We find that our best approach, which combines supervised learning with rewardmodel-based reinforcement learning, significantly improves the state-of-the-art for both trace error rate, from 14.0% → 3.4%, and final-answer error rate, from 16.8% → 12.7%. Final-answer error rate is further lowered to 2.7% when the model is allowed to abstain on 30% of questions. Our key findings regarding process-and outcome-based feedback are as follows: • Outcome-based and process-based approaches lead to similar final-answer error rates. Both without reward models (23.5% vs. 22.2%) and with reward models (16.6% vs. 14.8%), language models supervised with final-answer correctness attain nearly the same final-answer error rate as those trained to imitate human-provided solutions. • Both process-and outcome-supervised reward models learn to emulate process-based feedback. Somewhat surprisingly, we find that even reward models trained with outcome-based labels (indicating whether the final answer is correct), result in predictions that agree more closely with the process-based labels (indicating whether each reasoning step is correct) than they do with the outcome-based labels themselves. While this effect may be dataset-specific, as discussed in Section 3, it helps explain the effectiveness of reward models for improving trace error, and we hope that it is investigated further in future work. • Low trace error requires either process-based feedback, or a reward model that emulates it. All models using reinforcement learning directly against final-answer correctness resulted in high trace error, with a best trace error of 12.4%, compared to only 3.8% for our best process-based method. Building on our previous finding, most of this gap closes when using reinforcement learning against a reward model rather than final-answer correctness directly, which reduces trace error to 5.5%.

2. METHODS

This section describes the dataset, evaluation metrics and the different modelling components evaluated in this paper. See Fig. 1 for an overview of how they all fit together.

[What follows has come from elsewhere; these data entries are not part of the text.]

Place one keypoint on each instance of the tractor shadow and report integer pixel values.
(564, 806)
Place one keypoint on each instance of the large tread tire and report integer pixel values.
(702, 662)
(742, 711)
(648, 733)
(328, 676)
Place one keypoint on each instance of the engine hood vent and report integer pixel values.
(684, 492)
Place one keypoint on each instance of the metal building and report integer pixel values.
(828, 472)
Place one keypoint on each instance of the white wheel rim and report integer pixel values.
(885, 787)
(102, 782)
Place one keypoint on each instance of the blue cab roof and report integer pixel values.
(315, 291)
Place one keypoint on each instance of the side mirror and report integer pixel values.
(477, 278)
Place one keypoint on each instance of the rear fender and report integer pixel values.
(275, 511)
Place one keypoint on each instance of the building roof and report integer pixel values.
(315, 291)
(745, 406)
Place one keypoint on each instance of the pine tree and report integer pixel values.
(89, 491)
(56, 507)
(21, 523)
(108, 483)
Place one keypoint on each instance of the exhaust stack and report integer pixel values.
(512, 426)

2.1. DATASET AND EVALUATION METRICS

We conduct all experiments on the GSM8K dataset (Cobbe et al., 2021) , composed of grade school math word problems. We chose GSM8K because it is a competitive benchmark, and contains natural language reasoning traces. We focus on a single dataset, since the need to recruit human annotators with the domain expertise to accurately evaluate reasoning traces imposes a large up-front cost. See Section 4 for a discussion of other datasets we considered. We report two main metrics for all methods evaluated on the GSM8K test set. Final-answer error rate is the fraction of problems for which the method does not produce the correct final answer. Because all final answers on GSM8K are integers, this can be measured with exact string matching. Trace error rate is the fraction of problems with correct final answers for which the method produces at least one incorrect reasoning step. We estimate this via human annotations of the correctness of each reasoning step, which is detailed in Section 2.7. We report final-answer and trace errors as two separate metrics because we are particularly interested in errors which remain undetected after checking easily verifiable metrics (in this case, final-answer errors). For example in an educational setting it is important to show a student the correct steps to get the answer, and we can easily filter out incorrect traces that lead to the wrong answer, but it is much more difficult to filter out incorrect traces that lead to the correct answer.



Table 2 and Appendix I show several example problems. We split out our own validation set of 256 examples from the original training set, which leaves us with 7118 training and 1319 test examples.